Organic vs synthetic feeds for lupinus 'chandelier'

Organic options

A liquid comfrey or seaweed feed (naturally potassium-rich) plus compost or well-rotted manure as a mulch. UK: comfrey feed, organic Tomorite, or rose feed; US: Espoma Rose-tone or Neptune's Harvest. Feeds and improves soil.

Synthetic / liquid feeds

A high-potash flowering feed on a regular cadence — UK: Tomorite (Levington), Phostrogen or a specialist rose feed; US: Miracle-Gro Bloom Booster or a rose food. Fast, reliable bloom response.

Brand names are examples, not endorsements, and UK and US ranges differ — check the label’s own NPK and dilution rate, since formulations change.

Fertilising lupinus 'chandelier' — frequently asked questions

What fertiliser does lupinus 'chandelier' need?

A high-potassium ("high-potash") flowering feed — tomato-style or a dedicated bloom/rose feed. Potassium powers flowering; a high-nitrogen feed gives you a leafy plant with disappointing bloom. Lupinus 'Chandelier' is a heavy-blooming flower with a big appetite — a regular high-potash feed through the season is what drives a long, dense display.

How often should I feed lupinus 'chandelier'?

Minimal. No nitrogen feed is needed thanks to nitrogen fixation; a spring dose of low-nitrogen, high-potash fertiliser supports flowering. Too much nitrogen makes soft, floppy, mildew-prone growth. Minimal. No nitrogen feed is needed thanks to nitrogen fixation; a spring dose of low-nitrogen, high-potash fertiliser supports flowering. Too much nitrogen makes soft, floppy, mildew-prone growth. For a hungry bloomer that means feeding regularly — sparingly through the growing season — right through flowering across the main season (spring through early autumn), tapering as blooming ends.

What strength of feed for lupinus 'chandelier'?

Follow the flowering-feed label rate for lupinus 'chandelier', or half strength if feeding very frequently. These plants genuinely use the nutrients — under-feeding shows up fast as a thin display.

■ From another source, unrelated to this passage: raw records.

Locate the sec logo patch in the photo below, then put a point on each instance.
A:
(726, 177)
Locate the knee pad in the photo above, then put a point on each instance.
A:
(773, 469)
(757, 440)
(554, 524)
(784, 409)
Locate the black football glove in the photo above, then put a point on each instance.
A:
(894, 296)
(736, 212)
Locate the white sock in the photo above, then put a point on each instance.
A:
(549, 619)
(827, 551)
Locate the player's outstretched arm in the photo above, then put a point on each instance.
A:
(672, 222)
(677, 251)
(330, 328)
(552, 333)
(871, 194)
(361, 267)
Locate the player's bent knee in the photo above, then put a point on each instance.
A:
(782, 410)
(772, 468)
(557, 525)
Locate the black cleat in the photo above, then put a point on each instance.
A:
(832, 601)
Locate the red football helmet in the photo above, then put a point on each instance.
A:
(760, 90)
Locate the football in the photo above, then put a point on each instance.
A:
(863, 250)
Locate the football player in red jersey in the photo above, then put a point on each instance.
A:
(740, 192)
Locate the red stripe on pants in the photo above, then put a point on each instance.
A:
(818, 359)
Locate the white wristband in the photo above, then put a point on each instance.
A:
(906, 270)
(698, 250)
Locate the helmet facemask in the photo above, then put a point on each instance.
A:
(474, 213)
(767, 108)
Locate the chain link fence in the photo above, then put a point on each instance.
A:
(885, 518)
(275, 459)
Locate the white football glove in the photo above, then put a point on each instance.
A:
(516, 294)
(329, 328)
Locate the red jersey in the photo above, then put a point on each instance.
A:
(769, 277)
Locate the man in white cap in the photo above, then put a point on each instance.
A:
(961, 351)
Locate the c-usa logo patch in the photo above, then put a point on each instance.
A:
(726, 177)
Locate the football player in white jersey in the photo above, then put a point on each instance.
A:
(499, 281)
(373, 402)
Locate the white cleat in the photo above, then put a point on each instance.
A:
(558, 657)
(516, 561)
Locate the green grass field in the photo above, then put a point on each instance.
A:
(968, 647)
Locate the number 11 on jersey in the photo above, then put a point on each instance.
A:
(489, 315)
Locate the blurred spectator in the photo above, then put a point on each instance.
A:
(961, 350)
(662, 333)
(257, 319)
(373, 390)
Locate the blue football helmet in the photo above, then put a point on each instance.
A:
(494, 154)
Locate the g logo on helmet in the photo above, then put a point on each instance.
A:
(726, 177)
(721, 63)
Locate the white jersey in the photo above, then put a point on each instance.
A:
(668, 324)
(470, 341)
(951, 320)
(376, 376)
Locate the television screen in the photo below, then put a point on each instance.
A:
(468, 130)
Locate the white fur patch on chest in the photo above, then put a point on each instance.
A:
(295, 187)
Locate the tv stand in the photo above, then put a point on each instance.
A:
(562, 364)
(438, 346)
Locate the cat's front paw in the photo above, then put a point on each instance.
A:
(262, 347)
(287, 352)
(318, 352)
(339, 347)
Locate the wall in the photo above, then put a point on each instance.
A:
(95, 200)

What does over-feeding lupinus 'chandelier' look like?

Lots of lush leaves but few flowers (too much nitrogen). Scorched leaf edges and salt crust from too-strong or too-frequent feeds. Soft, sappy growth prone to aphids and mildew. Using a high-nitrogen general feed on lupinus 'chandelier' is the headline mistake — you grow a big leafy plant with few flowers. The second is simply under-feeding a genuinely hungry bloomer and getting a sparse, short display.

Should I flush the soil of lupinus 'chandelier'?

Container-grown lupinus 'chandelier' accumulates feed salts fast with frequent feeding — water until it drains each time and flush pots with plain water every few weeks to prevent scorch.